Suppose we find upto X'th bit , then we have to guess for .....x10100b            (last bit is b and it's undecided)
we can have iteration count                                           for .....x00000b
and                                                                                  for .....011111b            (by flipping the bits)

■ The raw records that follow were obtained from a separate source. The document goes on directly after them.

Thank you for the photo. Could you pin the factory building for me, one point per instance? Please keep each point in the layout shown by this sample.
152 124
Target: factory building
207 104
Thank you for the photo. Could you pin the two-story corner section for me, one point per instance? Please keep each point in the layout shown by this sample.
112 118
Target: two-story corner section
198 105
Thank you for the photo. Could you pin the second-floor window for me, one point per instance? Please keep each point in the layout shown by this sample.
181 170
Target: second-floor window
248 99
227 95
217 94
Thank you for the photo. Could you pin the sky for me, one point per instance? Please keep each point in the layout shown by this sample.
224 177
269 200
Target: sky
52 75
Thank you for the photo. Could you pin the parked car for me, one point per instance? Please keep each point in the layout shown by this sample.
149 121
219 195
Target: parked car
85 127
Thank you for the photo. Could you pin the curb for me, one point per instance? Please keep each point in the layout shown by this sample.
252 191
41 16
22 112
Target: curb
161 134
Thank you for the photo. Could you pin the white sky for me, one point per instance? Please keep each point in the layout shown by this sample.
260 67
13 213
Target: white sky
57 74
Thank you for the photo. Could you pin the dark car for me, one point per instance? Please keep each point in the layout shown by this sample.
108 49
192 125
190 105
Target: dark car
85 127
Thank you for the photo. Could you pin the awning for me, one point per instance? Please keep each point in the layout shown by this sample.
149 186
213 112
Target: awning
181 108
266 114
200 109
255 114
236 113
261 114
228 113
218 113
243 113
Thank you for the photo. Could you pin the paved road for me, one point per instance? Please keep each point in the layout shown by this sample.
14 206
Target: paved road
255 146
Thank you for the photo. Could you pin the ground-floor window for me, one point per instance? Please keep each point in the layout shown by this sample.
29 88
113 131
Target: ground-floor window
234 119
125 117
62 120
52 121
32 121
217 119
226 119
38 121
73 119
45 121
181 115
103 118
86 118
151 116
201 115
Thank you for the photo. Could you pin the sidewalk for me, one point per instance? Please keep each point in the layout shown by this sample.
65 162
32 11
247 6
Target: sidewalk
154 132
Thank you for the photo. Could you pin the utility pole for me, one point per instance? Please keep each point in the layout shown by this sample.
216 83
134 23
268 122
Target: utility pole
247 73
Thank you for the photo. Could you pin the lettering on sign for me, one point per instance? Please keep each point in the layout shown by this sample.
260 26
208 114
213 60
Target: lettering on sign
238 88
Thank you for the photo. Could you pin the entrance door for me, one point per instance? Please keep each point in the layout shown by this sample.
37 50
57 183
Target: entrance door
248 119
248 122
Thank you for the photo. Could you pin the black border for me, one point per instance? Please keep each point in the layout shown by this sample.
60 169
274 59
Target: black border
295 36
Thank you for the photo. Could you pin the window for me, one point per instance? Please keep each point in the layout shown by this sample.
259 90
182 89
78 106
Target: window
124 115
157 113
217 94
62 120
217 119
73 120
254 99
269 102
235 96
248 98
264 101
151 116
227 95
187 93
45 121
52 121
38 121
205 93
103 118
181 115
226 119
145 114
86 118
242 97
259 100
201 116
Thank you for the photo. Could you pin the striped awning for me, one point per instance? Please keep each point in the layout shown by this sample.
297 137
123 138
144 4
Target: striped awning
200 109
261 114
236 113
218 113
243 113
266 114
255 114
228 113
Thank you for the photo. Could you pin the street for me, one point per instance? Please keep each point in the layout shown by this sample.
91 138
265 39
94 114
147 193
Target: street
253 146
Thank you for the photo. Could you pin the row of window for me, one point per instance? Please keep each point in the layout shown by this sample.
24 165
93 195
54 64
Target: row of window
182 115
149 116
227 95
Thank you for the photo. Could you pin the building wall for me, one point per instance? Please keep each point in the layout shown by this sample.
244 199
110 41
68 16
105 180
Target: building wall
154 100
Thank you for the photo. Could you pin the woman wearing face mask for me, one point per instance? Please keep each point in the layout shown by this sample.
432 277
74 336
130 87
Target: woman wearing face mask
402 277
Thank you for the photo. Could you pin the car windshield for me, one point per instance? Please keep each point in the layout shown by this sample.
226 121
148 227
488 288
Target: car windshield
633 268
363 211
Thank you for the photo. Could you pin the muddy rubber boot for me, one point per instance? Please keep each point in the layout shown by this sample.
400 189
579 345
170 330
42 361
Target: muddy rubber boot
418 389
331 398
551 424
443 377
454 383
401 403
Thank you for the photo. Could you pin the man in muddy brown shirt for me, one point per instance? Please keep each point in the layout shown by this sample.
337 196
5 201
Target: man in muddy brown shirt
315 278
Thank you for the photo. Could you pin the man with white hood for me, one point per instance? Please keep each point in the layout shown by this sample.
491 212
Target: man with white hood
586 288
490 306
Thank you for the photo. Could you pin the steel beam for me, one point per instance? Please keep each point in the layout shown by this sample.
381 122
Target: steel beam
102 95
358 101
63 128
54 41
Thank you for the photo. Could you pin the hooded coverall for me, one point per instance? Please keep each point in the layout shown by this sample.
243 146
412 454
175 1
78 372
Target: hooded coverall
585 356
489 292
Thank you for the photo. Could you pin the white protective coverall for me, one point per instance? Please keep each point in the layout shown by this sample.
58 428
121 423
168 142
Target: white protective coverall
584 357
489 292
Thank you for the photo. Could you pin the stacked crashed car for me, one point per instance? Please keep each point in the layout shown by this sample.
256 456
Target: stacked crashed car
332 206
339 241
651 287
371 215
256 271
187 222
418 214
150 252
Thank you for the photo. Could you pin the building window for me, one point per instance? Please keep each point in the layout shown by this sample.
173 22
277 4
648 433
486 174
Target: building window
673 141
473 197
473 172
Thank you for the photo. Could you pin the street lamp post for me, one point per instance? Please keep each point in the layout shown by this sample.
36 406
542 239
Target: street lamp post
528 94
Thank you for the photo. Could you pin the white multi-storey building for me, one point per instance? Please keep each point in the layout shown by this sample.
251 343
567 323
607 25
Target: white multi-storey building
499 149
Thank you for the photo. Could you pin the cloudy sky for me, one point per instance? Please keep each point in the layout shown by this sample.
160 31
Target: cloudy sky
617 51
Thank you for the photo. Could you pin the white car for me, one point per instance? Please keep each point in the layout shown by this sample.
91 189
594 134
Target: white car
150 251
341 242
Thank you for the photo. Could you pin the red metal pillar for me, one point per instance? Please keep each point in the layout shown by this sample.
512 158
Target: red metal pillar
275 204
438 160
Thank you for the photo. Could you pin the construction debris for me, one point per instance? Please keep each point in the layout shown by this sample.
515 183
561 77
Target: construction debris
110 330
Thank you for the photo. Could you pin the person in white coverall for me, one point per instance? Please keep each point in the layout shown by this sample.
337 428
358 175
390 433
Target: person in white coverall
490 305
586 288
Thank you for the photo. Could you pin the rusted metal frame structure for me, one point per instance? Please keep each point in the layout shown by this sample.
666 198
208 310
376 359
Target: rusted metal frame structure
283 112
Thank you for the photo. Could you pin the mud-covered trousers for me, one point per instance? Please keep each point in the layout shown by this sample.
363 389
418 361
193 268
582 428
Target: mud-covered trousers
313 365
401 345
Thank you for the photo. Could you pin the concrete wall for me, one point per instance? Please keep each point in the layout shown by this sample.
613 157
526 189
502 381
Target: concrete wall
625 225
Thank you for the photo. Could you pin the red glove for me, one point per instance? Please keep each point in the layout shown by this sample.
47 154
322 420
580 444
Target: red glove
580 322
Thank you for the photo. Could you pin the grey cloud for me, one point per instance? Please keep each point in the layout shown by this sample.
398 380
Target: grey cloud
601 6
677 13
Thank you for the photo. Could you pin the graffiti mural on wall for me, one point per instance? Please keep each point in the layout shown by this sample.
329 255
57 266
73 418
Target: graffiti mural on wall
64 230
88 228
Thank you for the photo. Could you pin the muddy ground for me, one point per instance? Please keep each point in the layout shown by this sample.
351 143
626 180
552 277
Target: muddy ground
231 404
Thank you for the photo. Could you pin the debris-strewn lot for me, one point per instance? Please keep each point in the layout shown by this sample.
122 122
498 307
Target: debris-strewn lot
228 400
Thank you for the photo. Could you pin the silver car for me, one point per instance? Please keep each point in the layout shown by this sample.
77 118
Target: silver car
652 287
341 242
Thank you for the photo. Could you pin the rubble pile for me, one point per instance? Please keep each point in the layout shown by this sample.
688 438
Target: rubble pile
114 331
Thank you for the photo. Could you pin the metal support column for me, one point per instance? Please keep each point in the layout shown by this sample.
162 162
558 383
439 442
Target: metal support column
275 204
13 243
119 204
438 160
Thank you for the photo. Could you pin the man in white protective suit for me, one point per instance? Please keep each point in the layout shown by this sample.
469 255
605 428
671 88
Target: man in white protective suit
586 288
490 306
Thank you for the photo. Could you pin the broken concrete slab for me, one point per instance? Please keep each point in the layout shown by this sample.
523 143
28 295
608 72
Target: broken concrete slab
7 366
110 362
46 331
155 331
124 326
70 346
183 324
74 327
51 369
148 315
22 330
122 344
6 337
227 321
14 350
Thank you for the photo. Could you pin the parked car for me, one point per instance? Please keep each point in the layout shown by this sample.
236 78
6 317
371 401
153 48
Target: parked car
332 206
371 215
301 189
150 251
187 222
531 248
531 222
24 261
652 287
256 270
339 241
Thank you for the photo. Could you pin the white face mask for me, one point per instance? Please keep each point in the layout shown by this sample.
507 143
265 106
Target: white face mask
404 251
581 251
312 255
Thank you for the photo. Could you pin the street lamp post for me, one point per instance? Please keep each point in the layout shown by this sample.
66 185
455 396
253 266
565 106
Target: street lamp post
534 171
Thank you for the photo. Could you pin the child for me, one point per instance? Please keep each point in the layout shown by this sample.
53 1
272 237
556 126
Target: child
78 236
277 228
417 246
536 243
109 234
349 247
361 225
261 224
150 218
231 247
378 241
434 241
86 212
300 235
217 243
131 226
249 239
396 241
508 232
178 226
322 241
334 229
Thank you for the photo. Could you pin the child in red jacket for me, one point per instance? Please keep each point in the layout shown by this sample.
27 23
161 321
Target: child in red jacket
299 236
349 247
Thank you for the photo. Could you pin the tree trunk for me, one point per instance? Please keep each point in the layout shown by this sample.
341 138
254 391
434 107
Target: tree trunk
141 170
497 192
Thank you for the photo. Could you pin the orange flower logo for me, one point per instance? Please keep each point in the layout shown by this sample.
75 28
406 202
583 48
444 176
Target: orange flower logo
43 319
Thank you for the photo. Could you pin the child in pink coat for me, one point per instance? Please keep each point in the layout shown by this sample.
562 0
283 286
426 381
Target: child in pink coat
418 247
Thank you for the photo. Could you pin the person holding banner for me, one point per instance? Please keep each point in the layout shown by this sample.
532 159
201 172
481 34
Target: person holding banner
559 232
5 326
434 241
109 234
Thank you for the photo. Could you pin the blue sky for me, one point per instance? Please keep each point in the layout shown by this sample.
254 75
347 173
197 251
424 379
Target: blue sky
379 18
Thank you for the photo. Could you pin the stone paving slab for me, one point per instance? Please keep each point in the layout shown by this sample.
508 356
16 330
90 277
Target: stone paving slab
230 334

as the difference between them is 2 so we will have one less iteration count if the bit was 1 otherwise 0.

Solution script:

In beginning we have to solve POW which is same as asked in GoogleCTF'17.

from pwn import *
from base64 import *
from Crypto.Util.number import *
from Crypto.Cipher import AES
import subprocess
from task import Rng , DiffieHellman

def POW(r):
   print("----------Solving POW-----------")
   command = r.recv().strip().split(b": ")[-1]
   hashed = subprocess.check_output(command,shell=True).strip()
   r.sendline(hashed)
   print("----------Solved----------------")

def sendloop(r,i: int):
   r.recv()
   a = b64encode(long_to_bytes(i,32))
   r.sendline(a)
   iters = int(r.recvline().strip().split(b" ")[2])
   bob_number = int(r.recvline().strip().split(b" ")[-1])   # bob number
   iv = b64decode(r.recvline().strip())      # IV
   ciphertext = b64decode(r.recvline().strip())    # ciphertext
   return iters,bob_number,iv,ciphertext


def get_flag(seed,bob_number,iv,ciphertext):
   alice = DiffieHellman(long_to_bytes(int(seed,2)))
   shared = pow(bob_number,alice.my_secret,alice.prime)
   cipher = AES.new(long_to_bytes(shared,16)[:16] , AES.MODE_CBC , IV= iv)
   flag = cipher.decrypt(ciphertext)
   return flag


r = remote("bitflip1.hackable.software",1337)
POW(r)
bits = ""

for pos in range(1,128):
   nums = 0 if bits=='' else int(bits,2)*2
   flippedbit = 1<<pos | ((nums//2)^((1<<(pos-1))-1))*2
   iters1, iters2 = sendloop(r,nums)[0], sendloop(r,flippedbit)[0]
   assert iters2 != 0         # to check they generate the same prime, if not rerun script
   bits = "1" + bits if iters1 +1 == iters2 else "0" + bits

iters,bob_number,iv,ciphertext = sendloop(r,0)
#guessing LSB
flag = get_flag(bits+"0",bob_number,iv,ciphertext)
print(flag)
flag = get_flag(bits+"1",bob_number,iv,ciphertext)
print(flag)

r.close()

Running the script gives the result:

/DragonSectorCTF$ python solve.py 
[+] Opening connection to bitflip1.hackable.software on port 1337: Done
----------Solving POW-----------
----------Solved----------------
Generated after 286 iterations
b'DrgnS{T1min9_4ttack_f0r_k3y_generation}\n        '
Generated after 253 iterations
b'XI\x18T\x1c\xd0m\x81\xc8\x06=\xb81\x93\xa9\x01X\xb3}\xf06\xea\xf2\x95_\x87E\xa2\x14z\x9d\xbd;1\xd1\x01\xd6\xc4))\x1bO\xe7\xf0\xbaxeC'
[*] Closed connection to bitflip1.hackable.software port 1337

Here is our flag: DrgnS{T1min9_4ttack_f0r_k3y_generation} Voila!

PS: Yeah the count of iteration indicates the time used for generating the prime.